Hi. I've done about a dozen briskets now, some with my old POS offset barrel smoker and then on my totally awesome vertical UDS home made. And my friend did probably another dozen.
The flat's can work for your first time; they are a lot less work. But... you kind of miss out. So maybe next time.
If you are using a UDS smoker, keep the thing at 200-225. If you're using an offset then I think you can get away with 250, but that would just be bad. Briskets gotta go slow.
I made a totally yummy store bought flat when I wrapped it after about 3-4 hours of smoking in foil. Then let it continue until it reached 190. Let it sit for a while, etc. When I sliced into it, the juices were pouring out the top. This was made for slicing, and worked really well the rest of the week as slices for grinders.
If you'd like to have it fall apart, you gotta let it keep cooking past 200.
The temp will appear to sky rocket until like 160. Then it'll crawl really slowly. So don't use the temp change as your timing gauge.

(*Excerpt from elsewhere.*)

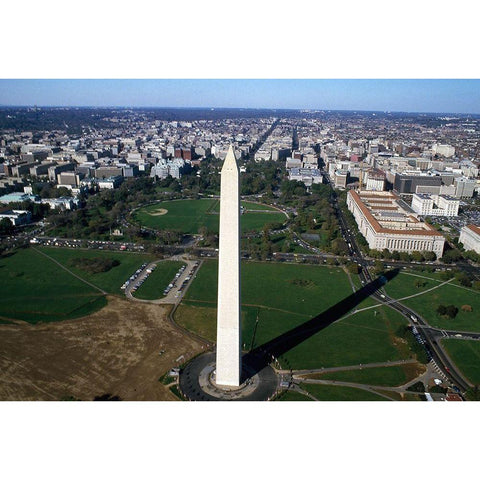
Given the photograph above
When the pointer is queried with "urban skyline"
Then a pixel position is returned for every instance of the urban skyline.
(461, 96)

For next time when you get the "whole packer" when you find a real butcher (not the commercialized garbage we have at places you mentioned), then with the Flat you get.. The Point. Some more yummy goodness.

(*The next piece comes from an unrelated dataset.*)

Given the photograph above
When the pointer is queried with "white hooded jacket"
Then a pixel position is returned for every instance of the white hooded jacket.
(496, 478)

You can search on line and read till your heart's content about fat up, fat down, fat off, etc. I did all that and read a lot of it. So my experience is this...
Trim ALL ALL ALL the fat from the thing.. including gutting in-between the huge fat layer that's between the Flat and Point. There is so much fat already running throughout the meat that you don't need any of that extra fat that is visible. Then rub rub rub! and you can get all the way in. The fat will not "render away", and it will just protect the meat from the smokey flavor and the rub which you're trying to get in there. So when you do this, "fat up or down" doesn't matter because there isn't much if any left. If you do this, then you finished product will have nice meat that you won't have to cut fat pieces off later.

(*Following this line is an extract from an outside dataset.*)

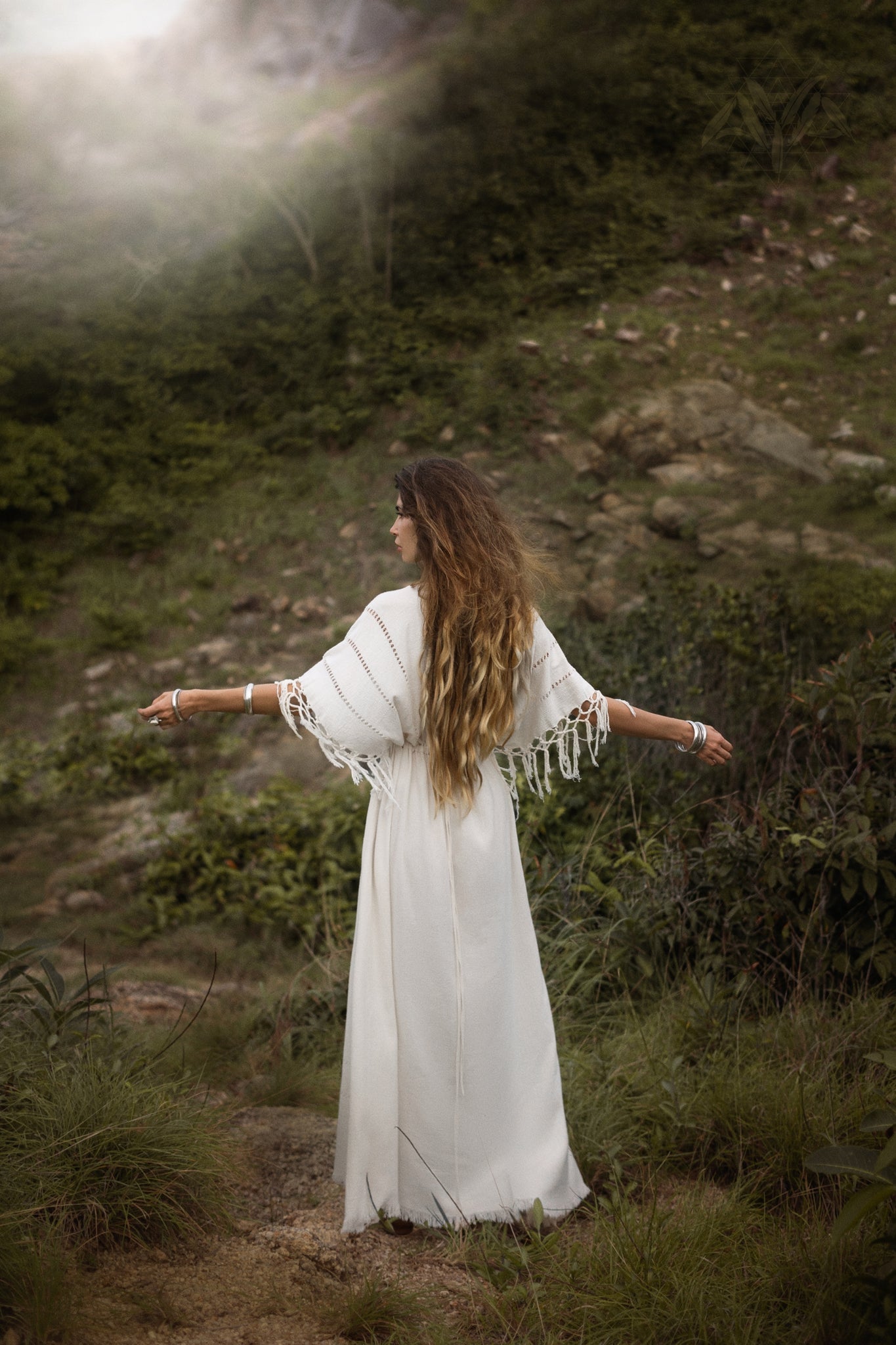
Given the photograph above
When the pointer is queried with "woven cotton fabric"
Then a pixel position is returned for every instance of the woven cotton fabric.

Smoke this until something like 170-190 (longer if you'd like a harder bark) then .. (now get this!!) separate the Flat from the Point and wrap the Flat, but leave the Point on the grill, or at least that really really really fatty part of the Point. Eventually that fat will reduce some... not a lot, but it will.... well it makes me salivate thinking about it.
And again, for slicing, just cook till 180-190. For falling apart like for sloppy grinders, get it past 200. I've done 210 and still was great.
EXCEPTION TO THE FAT RULE: If you are using a vertical UDS and you are not using a baffle, the heat from the coals will be hitting the meat directly. In that case, you can leave a bit of fat and leave it on the BOTTOM so it protects the meat from the heat and will actually add to is moistness.
IF YOU USE MESQUITE, DO JUST A LITTLE BIT OF WOOD. That typically makes a brisket over powering if too much mesquite.
So there you go. I'm no expert, but I can repeat my process and know it will come out great. Science also works
meaning that reading up on "meat-science" (
http://www.amazingribs.com/tips_and_technique/meat_science.html) will help you understand the heating and melting process.
Oh yeah.. and I also got lots of advice from folks from good friends I have in TX and from OK. Still, everyone has their own opinions of what's good.
Totally depends on what you're trying to accomplish. I personally love it when the stuff just falls apart.